# =========================
# Load libraries
# =========================

In [None]:
import pandas as pd
import numpy as np
from keras.preprocessing.text import Tokenizer
from keras import callbacks, layers, models
import keras_metrics as km
import matplotlib.pyplot as plt
from keras.preprocessing.sequence import pad_sequences
from sklearn.metrics import f1_score, confusion_matrix, roc_curve, auc
from sklearn.model_selection import train_test_split

from src.data.preprocess_word_embeddings import init_embeddings

# =========================
# Load data
# =========================

In [None]:
# Load gold data
data = pd.read_csv("../../../data/processed/gold_data_en.csv")

train_data, test_data, train_labels, test_labels = train_test_split(
    data["text"], data["label"], test_size=0.2
)

# =========================
# Prepare data
# =========================

In [None]:
# Create unique index for every word and fit to training data
number_of_most_frequency_words = 20000
tokenizer = Tokenizer(num_words = number_of_most_frequency_words)
tokenizer.fit_on_texts(train_data)

# Turn each tweet into a sequence of integers of equal length
sequences = tokenizer.texts_to_sequences(train_data)
train_corpus_embeddings = pad_sequences(sequences)

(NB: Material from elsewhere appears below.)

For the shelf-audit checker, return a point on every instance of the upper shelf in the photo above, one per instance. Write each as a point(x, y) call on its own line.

# Print the number of unique words found in the data set (not the limit placed
# on the tokenizer), use this as feedback to the num_words arg of Tokenizer().
print('Found %d unique words.' % len(tokenizer.word_index))

# =========================
# Split data
# =========================

In [None]:
# Randomly shuffle data
indices = np.arange(train_data.shape[0])
np.random.shuffle(indices)
train_corpus_embeddings = train_corpus_embeddings[indices]
train_labels = train_labels.values[indices]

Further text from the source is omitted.